Critics of cell therapy have warned that whatever unknown cause kills a Parkinson's patient's dopamine-producing cells in the first place may also obliterate implanted cells, however well they work.

But Dr. Sean Morrison, a stem cell biologist at the University of Michigan, said there was evidence that 90 percent of the risk of Parkinson's comes from an environmental source, perhaps a one-time exposure to some unknown toxin.

If so, the replacement cells would not necessarily be destroyed. "I am very optimistic on the future of transplantation therapies for Parkinson's, but a lot of work is needed to straighten out the kinks," Dr. Morrison said.

Dr. McKay's recipe for dopamine-making cells draws on the extensive knowledge that biologists have now accumulated about the genes that switch on and off in various groups of cells in the developing embryo.

To mature the cells, he exposes them to potent signalling factors with names like sonic hedgehog and fibroblast growth factor-8. He also inserts a gene called Nurr1 whose product is an internal switching signal that makes cells of the mid-brain turn into dopamine-making cells.
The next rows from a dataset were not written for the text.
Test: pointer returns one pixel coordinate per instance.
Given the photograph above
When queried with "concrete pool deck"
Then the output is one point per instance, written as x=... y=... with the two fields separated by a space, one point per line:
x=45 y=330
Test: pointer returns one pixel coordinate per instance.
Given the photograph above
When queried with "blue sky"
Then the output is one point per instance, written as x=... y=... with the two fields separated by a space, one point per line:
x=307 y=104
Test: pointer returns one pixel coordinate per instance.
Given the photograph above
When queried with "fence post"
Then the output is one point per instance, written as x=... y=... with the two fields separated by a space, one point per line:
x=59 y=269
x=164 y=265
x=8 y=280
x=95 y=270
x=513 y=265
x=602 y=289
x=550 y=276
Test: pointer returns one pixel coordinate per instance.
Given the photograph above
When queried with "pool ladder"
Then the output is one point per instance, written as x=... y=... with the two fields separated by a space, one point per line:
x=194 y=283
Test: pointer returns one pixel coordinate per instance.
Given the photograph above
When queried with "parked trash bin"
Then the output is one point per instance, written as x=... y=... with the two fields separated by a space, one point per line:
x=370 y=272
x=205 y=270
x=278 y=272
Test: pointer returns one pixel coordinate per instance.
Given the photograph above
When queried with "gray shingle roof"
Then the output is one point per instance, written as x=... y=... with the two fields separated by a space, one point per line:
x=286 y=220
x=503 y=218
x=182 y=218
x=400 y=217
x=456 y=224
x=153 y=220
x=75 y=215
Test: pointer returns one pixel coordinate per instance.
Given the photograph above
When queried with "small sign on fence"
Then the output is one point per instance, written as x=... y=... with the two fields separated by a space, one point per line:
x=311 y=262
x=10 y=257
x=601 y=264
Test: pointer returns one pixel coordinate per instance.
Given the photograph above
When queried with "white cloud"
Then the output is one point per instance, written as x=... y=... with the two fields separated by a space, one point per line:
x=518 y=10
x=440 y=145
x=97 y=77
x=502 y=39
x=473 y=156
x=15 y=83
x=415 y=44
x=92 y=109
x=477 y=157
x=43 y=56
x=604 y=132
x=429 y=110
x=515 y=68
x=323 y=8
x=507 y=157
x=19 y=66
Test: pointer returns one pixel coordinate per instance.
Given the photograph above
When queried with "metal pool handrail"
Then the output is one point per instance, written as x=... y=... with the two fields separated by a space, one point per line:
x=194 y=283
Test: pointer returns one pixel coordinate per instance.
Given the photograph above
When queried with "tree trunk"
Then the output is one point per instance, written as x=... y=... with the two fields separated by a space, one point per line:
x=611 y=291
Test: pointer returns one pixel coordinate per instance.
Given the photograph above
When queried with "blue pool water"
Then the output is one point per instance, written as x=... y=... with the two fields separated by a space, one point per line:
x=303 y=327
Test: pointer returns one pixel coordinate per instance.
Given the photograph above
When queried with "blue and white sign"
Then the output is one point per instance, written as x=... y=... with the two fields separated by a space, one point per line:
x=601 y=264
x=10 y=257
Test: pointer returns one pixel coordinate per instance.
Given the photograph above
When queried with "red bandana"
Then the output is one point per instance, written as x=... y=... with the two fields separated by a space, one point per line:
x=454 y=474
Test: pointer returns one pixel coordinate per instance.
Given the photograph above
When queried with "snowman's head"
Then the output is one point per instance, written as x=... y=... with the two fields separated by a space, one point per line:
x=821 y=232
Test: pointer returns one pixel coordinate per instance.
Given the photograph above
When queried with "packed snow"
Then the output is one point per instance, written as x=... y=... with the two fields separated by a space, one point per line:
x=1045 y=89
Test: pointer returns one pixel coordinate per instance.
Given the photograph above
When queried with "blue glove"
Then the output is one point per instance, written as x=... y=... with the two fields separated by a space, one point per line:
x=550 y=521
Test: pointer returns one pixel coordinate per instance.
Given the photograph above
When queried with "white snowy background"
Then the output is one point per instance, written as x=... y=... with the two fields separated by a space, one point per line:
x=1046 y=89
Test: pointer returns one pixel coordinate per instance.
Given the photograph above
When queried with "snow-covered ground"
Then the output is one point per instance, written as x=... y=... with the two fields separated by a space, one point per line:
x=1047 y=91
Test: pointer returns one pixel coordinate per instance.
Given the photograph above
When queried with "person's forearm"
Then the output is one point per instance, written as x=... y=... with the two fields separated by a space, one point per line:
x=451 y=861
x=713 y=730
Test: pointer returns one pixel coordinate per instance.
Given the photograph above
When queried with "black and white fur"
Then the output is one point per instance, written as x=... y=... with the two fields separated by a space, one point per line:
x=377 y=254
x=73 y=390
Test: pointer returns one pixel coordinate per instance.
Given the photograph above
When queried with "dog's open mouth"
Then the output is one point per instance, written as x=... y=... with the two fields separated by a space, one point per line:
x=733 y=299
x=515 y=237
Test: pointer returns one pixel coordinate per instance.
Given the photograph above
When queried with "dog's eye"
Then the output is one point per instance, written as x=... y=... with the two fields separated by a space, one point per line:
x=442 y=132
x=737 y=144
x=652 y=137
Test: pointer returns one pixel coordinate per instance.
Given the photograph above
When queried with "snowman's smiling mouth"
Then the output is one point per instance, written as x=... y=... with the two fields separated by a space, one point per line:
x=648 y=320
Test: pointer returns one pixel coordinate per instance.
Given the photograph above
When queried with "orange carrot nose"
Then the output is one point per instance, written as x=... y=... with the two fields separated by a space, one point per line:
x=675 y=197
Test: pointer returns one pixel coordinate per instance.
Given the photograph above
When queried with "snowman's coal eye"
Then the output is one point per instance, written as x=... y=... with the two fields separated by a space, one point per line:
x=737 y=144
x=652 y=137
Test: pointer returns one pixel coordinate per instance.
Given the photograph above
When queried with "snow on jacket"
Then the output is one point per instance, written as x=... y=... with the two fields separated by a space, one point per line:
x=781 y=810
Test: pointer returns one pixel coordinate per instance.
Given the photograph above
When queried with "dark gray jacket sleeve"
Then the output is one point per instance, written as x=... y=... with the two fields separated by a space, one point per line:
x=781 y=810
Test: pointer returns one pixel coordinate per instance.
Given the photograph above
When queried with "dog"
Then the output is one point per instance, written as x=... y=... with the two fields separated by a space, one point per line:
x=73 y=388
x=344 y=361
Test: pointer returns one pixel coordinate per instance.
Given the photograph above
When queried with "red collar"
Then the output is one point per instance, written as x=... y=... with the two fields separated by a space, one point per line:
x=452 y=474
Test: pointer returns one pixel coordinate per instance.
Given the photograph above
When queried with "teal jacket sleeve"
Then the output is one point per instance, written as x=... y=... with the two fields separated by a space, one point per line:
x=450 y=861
In terms of a cell therapy treatment for Parkinson's, Dr. McKay said it would take two years of experiments with his cells in monkeys and two years to set up a clinical trial.

Of more immediate use to patients, he said, was the fact dopamine-making cells could now be made in profusion and studied in the laboratory. Scientists could hope to understand better what agents were killing the cells in Parkinson's patients and what drugs might protect the cells.